Adelaide’s Patch Theatre Company has been delighting children, mainly in the 4-8 year old category, for 40 years and Me and My Shadow is sure to go down as one of their best shows.
At the start, the set seems nothing more than some paper bags strewn across the stage, some cut to resemble apartment like buildings. But soon all manner of transformations take place – a torch becomes a car, then a rocket and finally back to a spotlight. Those bags become people, receptacles for stuff, straw man hair and hats.
Controlling the space are two Flinders Uni Drama Centre graduates, Emma Beech, as the lost girl initially spooked by her own shadow, and Hew Parham, playing both an alter ego and companion.
Many children shows (for obvious reasons) seek to engage the fleeting attention spans of their target audience with noise, slapstick and farce.
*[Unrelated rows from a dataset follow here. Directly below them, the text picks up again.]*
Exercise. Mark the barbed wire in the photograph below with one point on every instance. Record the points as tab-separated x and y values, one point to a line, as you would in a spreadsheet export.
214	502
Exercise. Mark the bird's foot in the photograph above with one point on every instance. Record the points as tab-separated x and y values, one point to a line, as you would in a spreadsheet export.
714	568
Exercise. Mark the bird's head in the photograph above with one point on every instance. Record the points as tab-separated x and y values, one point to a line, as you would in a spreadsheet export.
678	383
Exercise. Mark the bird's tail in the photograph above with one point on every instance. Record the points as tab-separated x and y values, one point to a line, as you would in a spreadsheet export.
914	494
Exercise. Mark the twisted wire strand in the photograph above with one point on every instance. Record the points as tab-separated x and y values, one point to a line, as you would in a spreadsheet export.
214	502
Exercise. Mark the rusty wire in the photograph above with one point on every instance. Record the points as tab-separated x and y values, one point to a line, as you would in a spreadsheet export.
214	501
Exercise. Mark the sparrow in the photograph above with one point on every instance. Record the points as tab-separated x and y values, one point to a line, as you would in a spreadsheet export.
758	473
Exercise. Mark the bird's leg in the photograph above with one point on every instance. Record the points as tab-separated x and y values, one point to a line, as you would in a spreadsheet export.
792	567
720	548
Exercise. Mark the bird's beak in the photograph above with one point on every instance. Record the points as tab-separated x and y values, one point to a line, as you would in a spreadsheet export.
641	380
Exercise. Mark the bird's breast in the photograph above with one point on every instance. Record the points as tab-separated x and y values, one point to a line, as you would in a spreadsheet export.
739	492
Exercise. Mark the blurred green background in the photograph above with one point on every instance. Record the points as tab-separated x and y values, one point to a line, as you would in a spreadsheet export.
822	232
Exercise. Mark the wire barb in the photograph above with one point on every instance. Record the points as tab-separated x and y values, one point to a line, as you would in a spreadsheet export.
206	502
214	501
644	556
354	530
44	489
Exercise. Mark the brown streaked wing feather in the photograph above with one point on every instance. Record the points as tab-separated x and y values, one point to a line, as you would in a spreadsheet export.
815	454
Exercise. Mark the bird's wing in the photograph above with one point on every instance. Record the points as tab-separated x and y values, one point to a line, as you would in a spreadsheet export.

Patch take on the far more considerable task of securing their focus through wonder, magic, light and shadow. Me and My Shadow achieves in holding their people spell bound – even to the point of amazed silence. It is a craft no doubt many parents wish they could bottle and take home with them.
Many parents may also believe that nowadays the only control over the blank canvases that are their progeny’s minds are high tech electronic toys and such mundane things as paper and light will no longer suffice. Be prepared to be wholly challenged for while deep into the performance it all looked like it may fizzle a bit, the last 10 minutes are a joy for everyone. The final globe light and silhouette scenes are not only a delight but a wonder even to the adult minds. The impact on the young ones seated close to the stage as these massive human figures jump about and expand and contract at a whim can only be imagined but those moments are sure to be ones they will cherish.
Me and my Shadow is brilliant children school holiday fare from which no one will feel any burden for attending and indeed very likely a great sense of reward.